# VFS: Effective Rerepsentation For Long-Horizon Tasks With Value Function

3 main points
✔️ Proposal of a representation consisting of value functions of low-level skills, Value Functional Space
✔️ Higher success rate in Model-free RL and Model-Based RL compared to the Baseline method
✔️ Model-free RL experiments show high generalization performance for unknown environments

written by Dhruv ShahPeng XuYao LuTed XiaoAlexander ToshevSergey LevineBrian Ichter
(Submitted on 4 Nov 2021 (v1), last revised 29 Mar 2022 (this version, v2))
Accepted to ICLR 2022
Subjects: Machine Learning (cs.LG); Artificial Intelligence (cs.AI); Robotics (cs.RO)

code：

The images used in this article are from the paper, the introductory slides, or were created based on them.

## backdrop

Reinforcement Learning (RL) has become capable of learning and solving a variety of complex tasks, but the longer the horizon, the worse the performance. In Hierarchical RL (Hierarchical Reinforcement Learning), for tasks with long horizons, skills with short horizons called low-level skills (e.g., grasping and placing objects in a robot) are abstracted into actions (action abstraction). This Hierarchical RL can also improve the state abstraction itself.

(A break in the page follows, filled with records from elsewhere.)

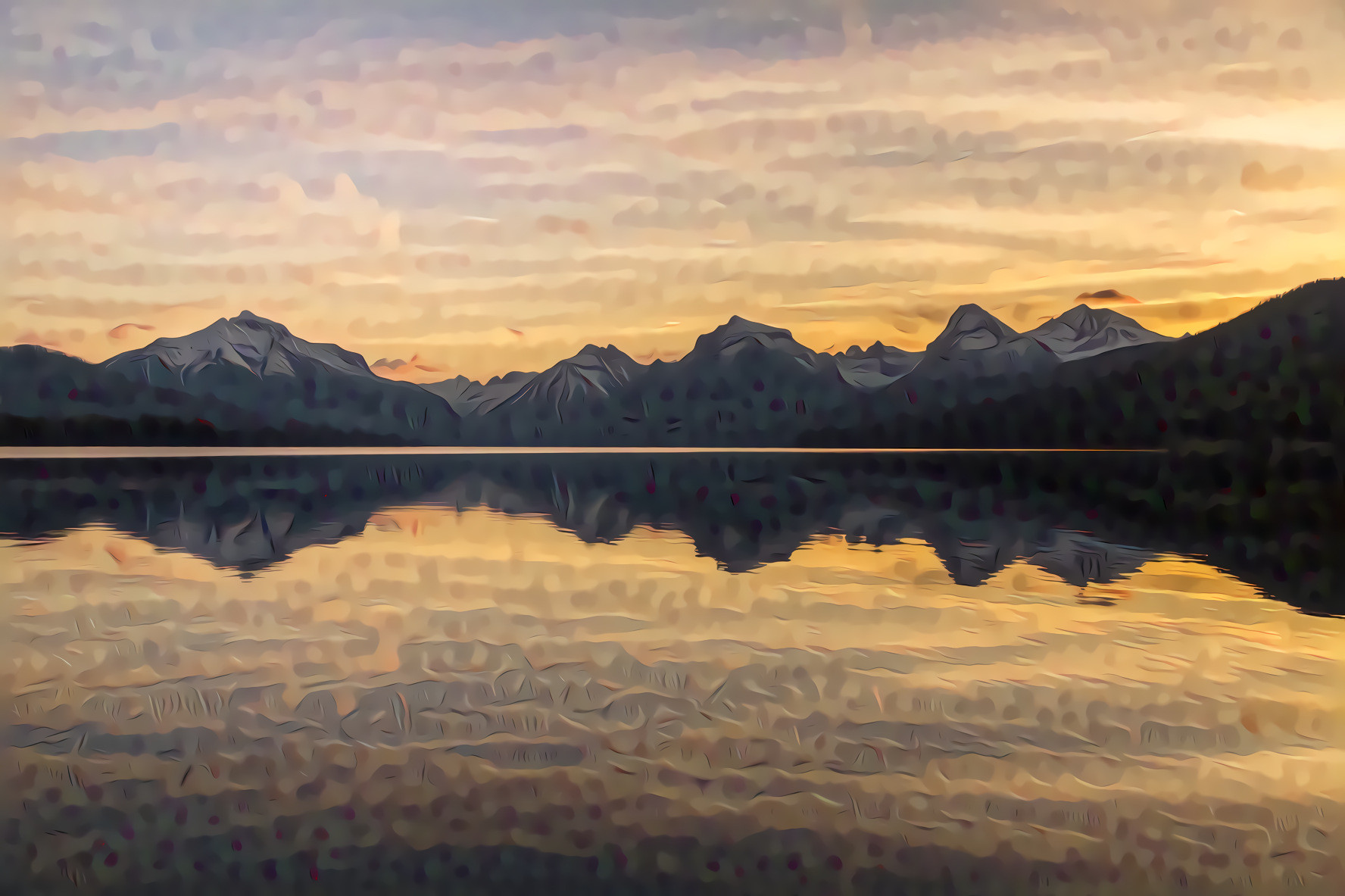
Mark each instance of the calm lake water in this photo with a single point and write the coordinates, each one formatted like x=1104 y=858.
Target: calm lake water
x=679 y=674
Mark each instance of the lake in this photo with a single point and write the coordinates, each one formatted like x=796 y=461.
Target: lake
x=714 y=673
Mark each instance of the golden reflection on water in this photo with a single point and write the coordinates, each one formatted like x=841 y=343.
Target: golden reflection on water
x=486 y=676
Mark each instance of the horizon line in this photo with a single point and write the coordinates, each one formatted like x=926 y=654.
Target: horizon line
x=117 y=452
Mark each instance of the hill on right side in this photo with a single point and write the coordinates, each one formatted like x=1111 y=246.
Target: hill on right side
x=1272 y=374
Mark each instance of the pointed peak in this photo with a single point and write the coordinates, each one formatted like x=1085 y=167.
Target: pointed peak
x=256 y=322
x=1098 y=317
x=972 y=317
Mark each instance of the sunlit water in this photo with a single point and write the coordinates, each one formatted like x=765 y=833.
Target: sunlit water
x=464 y=697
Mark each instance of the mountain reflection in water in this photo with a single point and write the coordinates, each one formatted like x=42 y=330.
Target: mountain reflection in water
x=994 y=674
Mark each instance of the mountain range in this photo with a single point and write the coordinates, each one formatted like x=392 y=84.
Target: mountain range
x=1088 y=377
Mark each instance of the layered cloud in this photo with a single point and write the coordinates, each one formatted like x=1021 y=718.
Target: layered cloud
x=492 y=186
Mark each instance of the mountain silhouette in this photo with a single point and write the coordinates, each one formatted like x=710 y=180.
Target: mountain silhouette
x=1083 y=332
x=876 y=367
x=977 y=345
x=256 y=345
x=1087 y=379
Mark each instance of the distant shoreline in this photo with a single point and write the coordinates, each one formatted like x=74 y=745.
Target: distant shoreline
x=114 y=452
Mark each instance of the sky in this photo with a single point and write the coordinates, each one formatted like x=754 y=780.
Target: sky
x=478 y=187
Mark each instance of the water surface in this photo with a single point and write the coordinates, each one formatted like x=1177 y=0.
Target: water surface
x=686 y=674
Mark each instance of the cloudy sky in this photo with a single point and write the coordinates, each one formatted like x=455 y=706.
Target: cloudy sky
x=476 y=187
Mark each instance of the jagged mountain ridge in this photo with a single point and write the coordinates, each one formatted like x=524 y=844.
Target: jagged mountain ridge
x=257 y=345
x=1083 y=332
x=257 y=364
x=743 y=384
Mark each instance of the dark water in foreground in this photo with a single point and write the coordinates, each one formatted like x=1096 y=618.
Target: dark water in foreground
x=768 y=674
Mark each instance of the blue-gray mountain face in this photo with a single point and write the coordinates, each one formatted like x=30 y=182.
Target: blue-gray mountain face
x=1086 y=379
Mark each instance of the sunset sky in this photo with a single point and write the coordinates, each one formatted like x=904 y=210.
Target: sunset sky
x=478 y=187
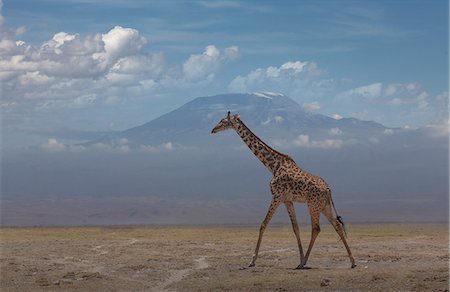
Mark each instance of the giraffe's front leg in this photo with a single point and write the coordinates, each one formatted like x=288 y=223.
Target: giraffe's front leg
x=291 y=211
x=273 y=207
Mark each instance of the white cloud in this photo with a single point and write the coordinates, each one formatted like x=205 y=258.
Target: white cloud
x=336 y=116
x=304 y=141
x=335 y=132
x=388 y=132
x=74 y=71
x=54 y=146
x=295 y=78
x=311 y=106
x=204 y=66
x=278 y=119
x=168 y=146
x=367 y=92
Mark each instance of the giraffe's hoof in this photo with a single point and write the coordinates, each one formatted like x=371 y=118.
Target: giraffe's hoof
x=302 y=267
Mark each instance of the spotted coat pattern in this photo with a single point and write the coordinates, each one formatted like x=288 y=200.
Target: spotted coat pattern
x=289 y=184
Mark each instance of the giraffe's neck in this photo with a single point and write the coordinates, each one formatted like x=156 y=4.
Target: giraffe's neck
x=267 y=155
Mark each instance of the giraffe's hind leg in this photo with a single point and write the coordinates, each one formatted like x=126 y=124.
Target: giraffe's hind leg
x=291 y=212
x=273 y=207
x=315 y=230
x=339 y=229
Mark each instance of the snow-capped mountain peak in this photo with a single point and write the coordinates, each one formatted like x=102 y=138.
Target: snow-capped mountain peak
x=267 y=94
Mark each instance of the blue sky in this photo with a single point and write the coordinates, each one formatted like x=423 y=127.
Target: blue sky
x=109 y=65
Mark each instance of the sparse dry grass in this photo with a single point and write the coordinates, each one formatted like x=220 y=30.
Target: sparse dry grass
x=390 y=257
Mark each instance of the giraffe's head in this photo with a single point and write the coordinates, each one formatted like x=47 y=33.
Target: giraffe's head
x=226 y=123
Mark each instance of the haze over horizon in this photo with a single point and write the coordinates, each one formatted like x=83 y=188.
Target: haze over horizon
x=103 y=120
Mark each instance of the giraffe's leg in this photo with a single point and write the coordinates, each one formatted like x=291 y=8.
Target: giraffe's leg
x=315 y=229
x=273 y=206
x=291 y=212
x=339 y=229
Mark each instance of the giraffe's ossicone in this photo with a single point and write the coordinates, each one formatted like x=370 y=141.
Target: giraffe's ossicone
x=289 y=184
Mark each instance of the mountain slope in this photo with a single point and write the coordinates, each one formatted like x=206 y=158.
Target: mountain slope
x=273 y=116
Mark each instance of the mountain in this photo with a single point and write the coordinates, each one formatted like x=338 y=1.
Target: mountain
x=271 y=115
x=172 y=170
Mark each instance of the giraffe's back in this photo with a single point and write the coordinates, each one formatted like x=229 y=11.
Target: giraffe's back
x=298 y=185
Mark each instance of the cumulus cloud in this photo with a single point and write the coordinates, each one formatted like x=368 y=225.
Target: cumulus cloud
x=305 y=141
x=335 y=132
x=395 y=104
x=296 y=78
x=311 y=106
x=74 y=71
x=168 y=146
x=203 y=67
x=53 y=145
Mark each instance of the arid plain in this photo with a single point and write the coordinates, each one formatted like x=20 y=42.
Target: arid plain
x=390 y=257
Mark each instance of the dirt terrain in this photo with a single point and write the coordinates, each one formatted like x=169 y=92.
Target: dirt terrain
x=390 y=257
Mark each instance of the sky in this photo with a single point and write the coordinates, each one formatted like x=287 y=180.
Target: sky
x=89 y=65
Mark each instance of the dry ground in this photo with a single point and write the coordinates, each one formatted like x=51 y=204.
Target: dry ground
x=390 y=257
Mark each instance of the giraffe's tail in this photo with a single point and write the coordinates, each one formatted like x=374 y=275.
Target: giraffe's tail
x=339 y=218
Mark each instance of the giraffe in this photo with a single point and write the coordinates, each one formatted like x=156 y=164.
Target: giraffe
x=289 y=184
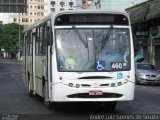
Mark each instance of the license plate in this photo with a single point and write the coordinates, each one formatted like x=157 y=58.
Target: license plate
x=95 y=93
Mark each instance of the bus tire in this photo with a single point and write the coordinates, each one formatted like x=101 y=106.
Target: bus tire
x=29 y=87
x=110 y=106
x=47 y=103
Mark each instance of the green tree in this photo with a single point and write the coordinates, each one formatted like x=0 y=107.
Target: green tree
x=9 y=37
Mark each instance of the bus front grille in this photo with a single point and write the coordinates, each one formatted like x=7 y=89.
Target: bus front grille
x=86 y=95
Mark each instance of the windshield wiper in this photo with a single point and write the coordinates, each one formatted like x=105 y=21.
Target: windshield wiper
x=80 y=37
x=104 y=41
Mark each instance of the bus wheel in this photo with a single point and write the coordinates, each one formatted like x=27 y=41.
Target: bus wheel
x=47 y=103
x=29 y=88
x=110 y=106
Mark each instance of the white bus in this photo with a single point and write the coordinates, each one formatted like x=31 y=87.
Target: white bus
x=80 y=56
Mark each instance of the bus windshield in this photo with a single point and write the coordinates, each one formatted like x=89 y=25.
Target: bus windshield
x=93 y=49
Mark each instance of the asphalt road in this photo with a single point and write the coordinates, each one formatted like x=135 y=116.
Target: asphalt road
x=15 y=102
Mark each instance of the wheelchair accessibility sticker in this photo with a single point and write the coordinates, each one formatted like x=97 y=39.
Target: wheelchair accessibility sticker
x=100 y=65
x=119 y=75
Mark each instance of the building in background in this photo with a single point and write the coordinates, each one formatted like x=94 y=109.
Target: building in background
x=36 y=10
x=146 y=28
x=117 y=5
x=61 y=5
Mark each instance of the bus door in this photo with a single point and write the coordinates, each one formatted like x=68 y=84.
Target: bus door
x=33 y=59
x=47 y=60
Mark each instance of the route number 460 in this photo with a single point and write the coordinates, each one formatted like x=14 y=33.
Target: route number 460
x=117 y=66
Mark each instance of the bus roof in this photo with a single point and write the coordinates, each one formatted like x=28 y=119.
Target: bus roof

In this paper, we consider that state abstraction is determined by the ability of low-level skill policy to execute skills under the state of the environment. We proposed Value Function Spaces, which use the state abstraction as a state abstraction.

In this paper, we show that the value function spaces improve the performance on long-horizon tasks for both model-free and model-based tasks, and also improve the performance on zero-shot generalization for performance compared to the conventional method.

In the following chapters, we will introduce the detailed methods and experiments.

## technique

The value function in RL can be considered to be very closely related to affordances, and the value function indicates the feasibility of the learned skill. Using this property, a skill-centric representation of the state of the environment, which consists of the skill value function representing the affordances of low-level skills, can be created to perform high-level planning. This is an overview of the main methods in this thesis. The detailed method will be explained throughout this chapter.

The first assumption is that each skill is trained by a sparse reward so that the maximum value of each value is 1. semi-Markov Decision Process (SMDP) $M(S, O, R, P, \tau, \gamma)$ is assumed and If k skills are trained, using the value function $V_{o_{i}}$ for each skill, the skill-centric representation is a k-dimensional representation $Z(s_{t}) = [V_{o_{1}}(s_{t}), V_{o_{2}}(s_{t}),... V_{o_{k}}(s_{t})]$. In this paper, we call this representation Value Function Spaces (VFS).

The following figure shows the abstraction of state in the desk rearrangement task. First, an observation, such as an image, is abstracted into an 8-dimensional value function tuple consisting of 8 skills. This representation also holds information about the location, for example, if a drawer is closed, the value of the corresponding skill is 1 because the task is completed. In addition, it also holds information about the preconditions for the interaction (for example, a high value for the "Pick" skill means that two blocks are ready to be lifted), and the effect of executing a feasible skill (the "Open drawer" skill has a value of $t_{1 }$ and is therefore very suitable for high-level planning.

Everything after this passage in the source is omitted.